Segundo Manga afirmou em sua live, a intenção, ao pedir a “intervenção” do Estado em Itupararanga, é evitar que o rio Sorocaba transborde, afetando algumas áreas. Os comentários de pessoas que assistiam ao pronunciamento do prefeito demonstravam que, se o que Manga queria era desviar a atenção dos munícipes, a ideia da live não ajudou em muito.
@emersonpunk publicou: “cortina de fumação por conta do superfaturamento?”
@cirinogisele: “não explicou nada, quais as medidas serão tomadas, vai arrumar um lugar para os moradores das áreas de risco?”
@fadamachado: “quais os bairros que podem ser afetados”

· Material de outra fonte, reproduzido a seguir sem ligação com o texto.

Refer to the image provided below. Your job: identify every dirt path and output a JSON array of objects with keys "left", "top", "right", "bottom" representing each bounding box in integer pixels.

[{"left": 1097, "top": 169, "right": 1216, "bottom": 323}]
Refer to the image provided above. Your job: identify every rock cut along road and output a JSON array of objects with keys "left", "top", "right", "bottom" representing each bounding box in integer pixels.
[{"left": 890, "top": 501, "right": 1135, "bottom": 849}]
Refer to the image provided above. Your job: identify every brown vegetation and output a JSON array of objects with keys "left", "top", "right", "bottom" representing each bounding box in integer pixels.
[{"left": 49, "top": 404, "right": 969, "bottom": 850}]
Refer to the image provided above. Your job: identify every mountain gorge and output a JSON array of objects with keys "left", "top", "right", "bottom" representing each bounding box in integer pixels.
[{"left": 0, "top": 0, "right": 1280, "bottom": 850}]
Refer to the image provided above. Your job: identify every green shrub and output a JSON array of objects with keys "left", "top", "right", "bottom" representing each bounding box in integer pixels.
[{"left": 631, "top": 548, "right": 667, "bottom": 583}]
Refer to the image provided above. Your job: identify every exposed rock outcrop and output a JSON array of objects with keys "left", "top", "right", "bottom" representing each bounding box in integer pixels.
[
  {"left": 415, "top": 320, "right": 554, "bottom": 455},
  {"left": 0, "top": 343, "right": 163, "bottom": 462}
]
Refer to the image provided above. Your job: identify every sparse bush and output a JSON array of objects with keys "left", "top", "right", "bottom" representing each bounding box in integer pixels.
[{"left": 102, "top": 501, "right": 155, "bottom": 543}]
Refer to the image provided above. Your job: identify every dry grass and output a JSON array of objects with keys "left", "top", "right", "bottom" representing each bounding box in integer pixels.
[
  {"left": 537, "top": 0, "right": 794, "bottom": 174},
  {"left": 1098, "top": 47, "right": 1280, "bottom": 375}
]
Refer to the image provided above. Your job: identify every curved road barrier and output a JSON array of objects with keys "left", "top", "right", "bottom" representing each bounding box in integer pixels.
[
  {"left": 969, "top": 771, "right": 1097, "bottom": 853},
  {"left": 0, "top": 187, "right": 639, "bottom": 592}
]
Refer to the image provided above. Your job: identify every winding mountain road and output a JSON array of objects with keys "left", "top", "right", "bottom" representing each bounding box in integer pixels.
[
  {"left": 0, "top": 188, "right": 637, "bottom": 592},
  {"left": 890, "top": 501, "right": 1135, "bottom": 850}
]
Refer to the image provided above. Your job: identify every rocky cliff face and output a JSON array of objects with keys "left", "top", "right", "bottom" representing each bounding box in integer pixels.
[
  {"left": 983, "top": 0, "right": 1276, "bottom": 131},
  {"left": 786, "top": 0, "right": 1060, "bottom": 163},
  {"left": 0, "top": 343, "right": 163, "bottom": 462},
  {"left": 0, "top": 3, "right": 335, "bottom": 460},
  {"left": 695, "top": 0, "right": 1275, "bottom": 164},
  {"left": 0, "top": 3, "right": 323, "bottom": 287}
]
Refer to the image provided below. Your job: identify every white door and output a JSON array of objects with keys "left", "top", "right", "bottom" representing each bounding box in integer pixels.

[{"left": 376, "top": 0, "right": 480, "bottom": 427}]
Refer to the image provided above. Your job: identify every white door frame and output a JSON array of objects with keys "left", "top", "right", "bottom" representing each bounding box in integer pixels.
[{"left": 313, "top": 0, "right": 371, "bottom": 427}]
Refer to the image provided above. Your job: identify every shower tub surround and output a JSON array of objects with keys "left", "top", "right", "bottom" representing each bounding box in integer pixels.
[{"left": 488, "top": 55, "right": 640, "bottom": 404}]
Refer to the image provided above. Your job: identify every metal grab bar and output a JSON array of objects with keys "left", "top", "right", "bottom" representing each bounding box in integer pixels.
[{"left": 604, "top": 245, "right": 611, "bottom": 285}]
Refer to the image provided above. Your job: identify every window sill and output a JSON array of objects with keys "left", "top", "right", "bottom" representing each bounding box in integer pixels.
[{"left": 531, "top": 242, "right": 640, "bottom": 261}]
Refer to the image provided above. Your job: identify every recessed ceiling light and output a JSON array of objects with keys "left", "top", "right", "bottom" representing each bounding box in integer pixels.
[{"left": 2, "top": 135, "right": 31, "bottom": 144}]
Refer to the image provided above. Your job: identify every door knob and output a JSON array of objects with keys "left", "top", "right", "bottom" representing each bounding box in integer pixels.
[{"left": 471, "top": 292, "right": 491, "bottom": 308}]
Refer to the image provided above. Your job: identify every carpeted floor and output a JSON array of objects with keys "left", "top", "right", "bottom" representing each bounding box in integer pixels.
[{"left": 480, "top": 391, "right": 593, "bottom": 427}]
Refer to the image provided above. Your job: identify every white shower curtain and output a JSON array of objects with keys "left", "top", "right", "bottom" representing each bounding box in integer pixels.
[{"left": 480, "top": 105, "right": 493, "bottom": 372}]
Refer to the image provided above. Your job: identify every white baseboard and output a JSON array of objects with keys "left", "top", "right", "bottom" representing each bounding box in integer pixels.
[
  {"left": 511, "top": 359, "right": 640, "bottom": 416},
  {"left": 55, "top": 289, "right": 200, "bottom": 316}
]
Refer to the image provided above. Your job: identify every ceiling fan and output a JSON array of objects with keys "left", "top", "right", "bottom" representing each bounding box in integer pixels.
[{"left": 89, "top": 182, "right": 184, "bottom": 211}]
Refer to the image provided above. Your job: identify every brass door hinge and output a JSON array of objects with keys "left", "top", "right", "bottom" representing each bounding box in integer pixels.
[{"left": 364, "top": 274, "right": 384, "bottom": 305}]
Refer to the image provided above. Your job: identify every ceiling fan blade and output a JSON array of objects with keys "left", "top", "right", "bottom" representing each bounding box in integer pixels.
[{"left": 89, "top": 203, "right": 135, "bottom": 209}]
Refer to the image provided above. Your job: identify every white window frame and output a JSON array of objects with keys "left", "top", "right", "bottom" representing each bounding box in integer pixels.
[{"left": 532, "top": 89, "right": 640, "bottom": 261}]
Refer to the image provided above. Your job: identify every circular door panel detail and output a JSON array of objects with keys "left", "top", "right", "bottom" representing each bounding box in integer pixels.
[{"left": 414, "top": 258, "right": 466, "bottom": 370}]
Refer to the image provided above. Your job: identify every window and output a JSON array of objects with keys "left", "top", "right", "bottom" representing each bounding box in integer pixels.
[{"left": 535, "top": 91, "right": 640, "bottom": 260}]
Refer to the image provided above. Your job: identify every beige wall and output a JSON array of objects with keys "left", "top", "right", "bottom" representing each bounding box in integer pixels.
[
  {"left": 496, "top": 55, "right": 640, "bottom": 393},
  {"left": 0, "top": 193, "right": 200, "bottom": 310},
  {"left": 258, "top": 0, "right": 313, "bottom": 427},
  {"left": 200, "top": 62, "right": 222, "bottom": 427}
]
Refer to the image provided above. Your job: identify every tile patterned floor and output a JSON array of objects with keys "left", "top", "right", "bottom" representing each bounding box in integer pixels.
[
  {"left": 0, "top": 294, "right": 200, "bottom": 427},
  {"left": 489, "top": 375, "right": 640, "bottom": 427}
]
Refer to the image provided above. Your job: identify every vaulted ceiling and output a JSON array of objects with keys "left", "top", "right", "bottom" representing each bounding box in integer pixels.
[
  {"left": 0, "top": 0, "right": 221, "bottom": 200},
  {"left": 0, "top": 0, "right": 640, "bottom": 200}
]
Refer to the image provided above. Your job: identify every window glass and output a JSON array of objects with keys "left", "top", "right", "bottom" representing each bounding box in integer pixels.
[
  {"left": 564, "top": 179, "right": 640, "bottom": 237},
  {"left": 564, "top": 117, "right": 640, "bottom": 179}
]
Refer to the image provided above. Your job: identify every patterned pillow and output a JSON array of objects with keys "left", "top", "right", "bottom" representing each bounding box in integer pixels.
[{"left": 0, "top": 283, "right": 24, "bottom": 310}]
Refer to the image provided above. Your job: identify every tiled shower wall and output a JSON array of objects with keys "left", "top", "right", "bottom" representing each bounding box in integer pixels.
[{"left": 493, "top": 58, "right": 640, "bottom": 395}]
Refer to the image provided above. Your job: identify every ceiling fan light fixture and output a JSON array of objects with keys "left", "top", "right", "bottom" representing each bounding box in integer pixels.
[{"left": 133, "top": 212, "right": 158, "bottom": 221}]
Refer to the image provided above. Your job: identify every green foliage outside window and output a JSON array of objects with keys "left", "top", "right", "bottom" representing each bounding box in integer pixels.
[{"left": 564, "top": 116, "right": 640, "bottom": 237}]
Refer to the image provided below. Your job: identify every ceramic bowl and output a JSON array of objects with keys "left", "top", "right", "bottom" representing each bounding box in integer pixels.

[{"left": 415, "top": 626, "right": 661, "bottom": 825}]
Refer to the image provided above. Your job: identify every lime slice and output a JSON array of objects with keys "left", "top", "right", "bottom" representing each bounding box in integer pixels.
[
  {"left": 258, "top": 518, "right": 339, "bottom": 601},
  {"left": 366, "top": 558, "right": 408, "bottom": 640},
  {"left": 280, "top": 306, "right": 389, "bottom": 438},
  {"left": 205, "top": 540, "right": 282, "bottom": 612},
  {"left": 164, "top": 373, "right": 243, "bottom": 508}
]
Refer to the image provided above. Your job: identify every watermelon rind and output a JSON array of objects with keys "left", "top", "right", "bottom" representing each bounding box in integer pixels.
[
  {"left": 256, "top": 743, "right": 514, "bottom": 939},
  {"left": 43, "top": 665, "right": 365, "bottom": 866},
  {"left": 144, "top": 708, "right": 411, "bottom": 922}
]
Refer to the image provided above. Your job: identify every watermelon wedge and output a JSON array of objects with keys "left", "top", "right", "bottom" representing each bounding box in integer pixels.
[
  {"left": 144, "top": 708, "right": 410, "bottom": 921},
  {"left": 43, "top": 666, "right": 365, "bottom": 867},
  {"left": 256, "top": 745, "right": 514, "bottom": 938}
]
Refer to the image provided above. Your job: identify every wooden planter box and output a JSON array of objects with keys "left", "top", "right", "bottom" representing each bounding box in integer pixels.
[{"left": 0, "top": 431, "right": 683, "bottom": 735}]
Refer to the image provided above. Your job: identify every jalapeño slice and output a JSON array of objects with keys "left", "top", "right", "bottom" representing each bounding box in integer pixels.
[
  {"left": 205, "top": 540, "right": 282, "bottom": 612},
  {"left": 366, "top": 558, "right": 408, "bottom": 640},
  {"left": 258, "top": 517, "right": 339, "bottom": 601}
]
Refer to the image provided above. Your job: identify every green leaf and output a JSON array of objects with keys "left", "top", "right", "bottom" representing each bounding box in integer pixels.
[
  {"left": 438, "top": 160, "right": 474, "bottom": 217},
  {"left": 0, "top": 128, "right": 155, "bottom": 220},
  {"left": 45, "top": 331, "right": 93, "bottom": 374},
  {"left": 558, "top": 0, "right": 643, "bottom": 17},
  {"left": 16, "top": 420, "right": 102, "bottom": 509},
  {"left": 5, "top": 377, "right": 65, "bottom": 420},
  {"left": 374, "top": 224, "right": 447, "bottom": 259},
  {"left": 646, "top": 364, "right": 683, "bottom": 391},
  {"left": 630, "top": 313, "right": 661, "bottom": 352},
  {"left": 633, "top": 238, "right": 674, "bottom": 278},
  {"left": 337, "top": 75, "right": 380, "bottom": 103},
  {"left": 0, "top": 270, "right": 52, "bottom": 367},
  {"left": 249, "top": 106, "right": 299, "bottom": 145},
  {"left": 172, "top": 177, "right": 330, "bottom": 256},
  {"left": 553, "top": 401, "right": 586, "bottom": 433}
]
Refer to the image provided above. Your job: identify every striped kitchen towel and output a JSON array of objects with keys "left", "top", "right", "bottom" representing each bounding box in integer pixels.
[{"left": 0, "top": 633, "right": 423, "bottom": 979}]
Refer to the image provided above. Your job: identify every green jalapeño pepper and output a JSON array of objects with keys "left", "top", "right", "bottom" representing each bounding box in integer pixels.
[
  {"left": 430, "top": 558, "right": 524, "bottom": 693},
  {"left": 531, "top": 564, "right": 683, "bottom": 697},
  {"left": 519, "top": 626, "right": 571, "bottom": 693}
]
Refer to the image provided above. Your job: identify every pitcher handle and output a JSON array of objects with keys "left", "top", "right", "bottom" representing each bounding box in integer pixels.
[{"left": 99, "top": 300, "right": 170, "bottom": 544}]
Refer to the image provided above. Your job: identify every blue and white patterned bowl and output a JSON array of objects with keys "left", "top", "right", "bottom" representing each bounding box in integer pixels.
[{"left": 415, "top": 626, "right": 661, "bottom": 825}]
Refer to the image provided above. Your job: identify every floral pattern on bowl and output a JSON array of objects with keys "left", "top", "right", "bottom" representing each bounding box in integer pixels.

@simone_hotmailcom: “acredito que o prefeito tenha confundido, o que houve há alguns anos foi o rompimento de uma adutora devido a fortes chuvas… Ficamos sem água por um bom tempo”.
@denisdpaula: “gente, que negócio sem pé nem cabeça, falou, falou, falou e não explicou nada”.
@ricardoluisnery: “manga só quer causar”
Informações técnicas
A propósito do nível da represa, o Portal PORQUE ouviu o vice-presidente do Comitê de Bacia Hidrográfica do Rio Sorocaba e Médio Tietê, prof. André Cordeiro, que no começo do mês já havia descartado o risco de enchente na cidade. “Precisaria de muita água para se ter algum perigo de enchente na cidade”, disse André, que reafirmou, nesta terça-feira: “Não tem cabimento o prefeito ter acionado o Estado e fazer esse alarde.”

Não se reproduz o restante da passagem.